ある検察の幹部は「結論はどうせ罰金刑で変わらないはずで、わざわざ裁判を開く理由はない」とか「新たな事実が次々と明らかになるとは思えない」と疑問を呈する声もあるのはあるのですが、正式裁判になると、略式手続きとは異なり、公開の法廷で被告が供述したり、証人が証言をしたりする可能性もあります。今回も電通の経営幹部が、東京簡易裁判所に出廷する方向になります。ですので、厚生労働省のある幹部は、「企業へのダメージは計り知れず、違法残業を強いる他の企業への警告になるのではないか」と指摘する人もいます。高嶋)とにかく、「簡易裁判所が検察側の略式起訴を退ける」というのは、無かったわけではないですが、非常に稀である、と。
山本)珍しいケースですよね。
高嶋)これはイメージで言うと、よく裁判のニュースで、東京地裁の法廷とかが映りますよね。ああいうところでやるのでしょうか?

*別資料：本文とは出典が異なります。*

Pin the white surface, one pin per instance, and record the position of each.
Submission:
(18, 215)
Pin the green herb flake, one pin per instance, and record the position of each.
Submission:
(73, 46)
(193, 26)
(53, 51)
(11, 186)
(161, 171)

山本)正式な裁判となると、そういうことになるわけですよね。ですから、検察の事件に対する見立てと、裁判所の判断がズレてきている、というのが最近のトレンドとなってきた。つまり、世の中の過労死とか長時間労働に対する価値観というのが変わってきている。いまが時代の潮目が変わったときなのでは、と思います。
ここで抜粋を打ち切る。